Last time, we introduced Markov models as describing the probabilities of random variables in a sequence.
In a Hidden Markov Model (HMM), we don't know the sequence. We have a state, and then only probabilities for future transitions. For this reason, in the HMM we need to consider all the paths that might be taken through the model.
Manning and Schütze note that "HMMs are useful when one can think of underlying events probabilistically generating surface events." Thus,
- Parts of speech (or other classifiers) might be one such type of underlying series of events generating the actual words of a text.
- HMMs are one of a class of model for which there exist efficient methods of training through use of the Expectation Maximization (EM) algorithm.
- HMMs can be used to generate parameters for linear interpolation of n-gram models.
HMMs are specified by five factors:
- A set of states (S).
- An output alphabet (K).
- Initial state probabilities (Π).
- State transition probabilities (A).
- Symbol emission probabilities (B).
Once an HMM is specified, one can easily set up a computer program to simulate the running of a Markov process and to produce an output sequence.

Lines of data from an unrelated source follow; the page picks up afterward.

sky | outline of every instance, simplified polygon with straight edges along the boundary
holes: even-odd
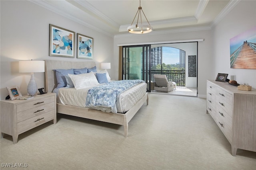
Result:
[[[162,63],[166,64],[180,63],[180,49],[175,48],[163,47]]]

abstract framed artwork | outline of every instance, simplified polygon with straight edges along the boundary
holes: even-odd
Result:
[[[218,73],[215,81],[225,82],[228,75],[228,74]]]
[[[93,38],[77,33],[78,59],[93,59]]]
[[[230,39],[230,68],[256,69],[256,26]]]
[[[75,32],[50,24],[49,55],[74,58]]]
[[[22,95],[20,92],[20,90],[18,86],[14,86],[10,87],[6,87],[9,96],[11,100],[14,100],[20,97],[22,97]]]

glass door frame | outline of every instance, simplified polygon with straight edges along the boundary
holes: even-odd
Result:
[[[151,45],[137,45],[125,46],[122,47],[122,80],[126,80],[129,78],[127,77],[127,73],[129,72],[129,65],[128,57],[129,57],[130,49],[133,47],[142,47],[141,53],[140,61],[142,61],[140,69],[142,71],[142,76],[141,79],[145,81],[148,84],[147,91],[150,92],[151,89]],[[145,52],[146,52],[146,53]],[[127,70],[125,72],[124,70]]]

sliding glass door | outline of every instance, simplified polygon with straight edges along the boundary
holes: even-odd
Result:
[[[124,46],[122,49],[122,80],[140,79],[150,82],[150,45]],[[150,91],[148,83],[148,91]]]

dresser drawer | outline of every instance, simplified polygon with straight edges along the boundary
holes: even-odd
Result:
[[[24,120],[33,117],[41,114],[44,113],[55,108],[55,103],[52,102],[39,106],[31,109],[24,110],[17,113],[17,122],[18,123]]]
[[[17,123],[17,131],[18,134],[23,133],[32,128],[44,123],[54,119],[55,110],[34,116],[30,119]]]
[[[218,119],[226,125],[230,129],[232,129],[232,117],[228,114],[222,108],[217,107],[217,113]]]
[[[220,107],[229,115],[232,117],[232,110],[233,107],[232,105],[230,104],[230,102],[227,99],[220,96],[217,96],[215,101],[216,106]]]
[[[55,102],[55,97],[52,96],[44,98],[41,98],[36,100],[33,100],[24,103],[17,105],[17,112],[19,112],[35,107]]]
[[[216,116],[214,119],[214,120],[218,126],[219,127],[228,141],[231,143],[232,139],[232,129],[229,127],[228,123],[226,122],[225,119],[221,117],[221,116],[218,115]]]

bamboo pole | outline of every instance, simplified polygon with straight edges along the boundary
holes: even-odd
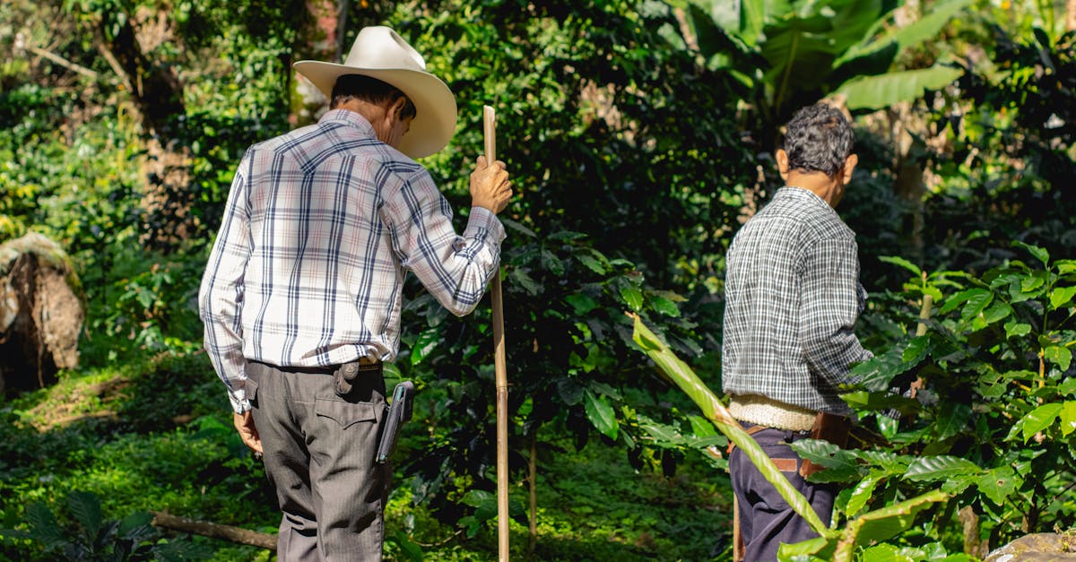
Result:
[[[186,517],[176,517],[165,511],[151,511],[153,514],[153,525],[164,529],[193,533],[196,535],[221,538],[240,545],[251,545],[266,550],[277,550],[277,535],[259,533],[250,529],[242,529],[232,525],[223,525],[212,521],[198,521]]]
[[[497,161],[497,115],[482,107],[485,164]],[[505,361],[505,307],[500,292],[500,265],[490,284],[493,305],[493,367],[497,385],[497,560],[508,561],[508,367]]]

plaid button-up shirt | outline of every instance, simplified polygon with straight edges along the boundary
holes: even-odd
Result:
[[[818,195],[784,187],[726,259],[723,390],[846,413],[837,385],[872,356],[852,332],[866,299],[855,233]]]
[[[232,408],[247,360],[279,366],[392,361],[404,276],[457,315],[475,309],[505,229],[472,208],[458,236],[429,173],[334,110],[255,144],[236,171],[199,294],[206,349]]]

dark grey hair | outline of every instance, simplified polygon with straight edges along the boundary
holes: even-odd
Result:
[[[404,98],[407,100],[407,103],[404,104],[400,118],[414,117],[416,113],[414,103],[399,88],[364,74],[344,74],[338,78],[336,85],[332,86],[329,109],[336,109],[352,98],[369,101],[378,106],[386,101],[396,103],[397,99]]]
[[[789,170],[836,175],[852,153],[852,126],[844,113],[825,103],[801,109],[784,132]]]

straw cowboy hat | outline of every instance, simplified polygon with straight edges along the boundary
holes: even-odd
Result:
[[[399,151],[412,158],[443,149],[456,130],[456,98],[440,79],[426,72],[426,61],[396,31],[383,26],[364,27],[343,65],[300,60],[296,72],[307,78],[326,97],[344,74],[364,74],[402,92],[416,113]]]

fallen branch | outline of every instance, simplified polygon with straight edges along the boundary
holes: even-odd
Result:
[[[277,535],[258,533],[257,531],[239,526],[222,525],[209,521],[196,521],[185,517],[175,517],[164,511],[153,511],[153,524],[173,531],[223,538],[240,545],[251,545],[272,551],[277,550]]]

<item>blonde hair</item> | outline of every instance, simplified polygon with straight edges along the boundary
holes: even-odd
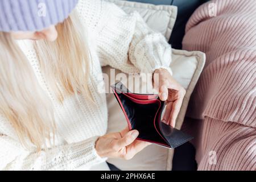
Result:
[[[35,42],[42,73],[60,101],[78,94],[93,101],[88,86],[90,55],[86,30],[81,28],[73,11],[56,26],[56,41]],[[30,141],[40,150],[55,133],[51,101],[9,33],[0,32],[0,114],[9,119],[23,144]]]

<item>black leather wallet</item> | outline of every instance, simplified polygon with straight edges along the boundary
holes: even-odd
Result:
[[[111,87],[129,129],[139,131],[137,139],[174,148],[193,139],[162,122],[166,102],[162,101],[158,94],[131,93],[121,82]]]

The important point here is that the program operates to simulate a Markov process. The "real" Markov process, as it were, is a given set of data--such as a text--that we assume was generated through a hidden Markov process.
I don't think we should ignore that distinction being made between simulated and real Markov processes. It's a key operation fro producing knowledge of the real, and I suspect that with further consideration we would agree it carries several assumptions that also hold in the domains of computerization generally, new media, and language.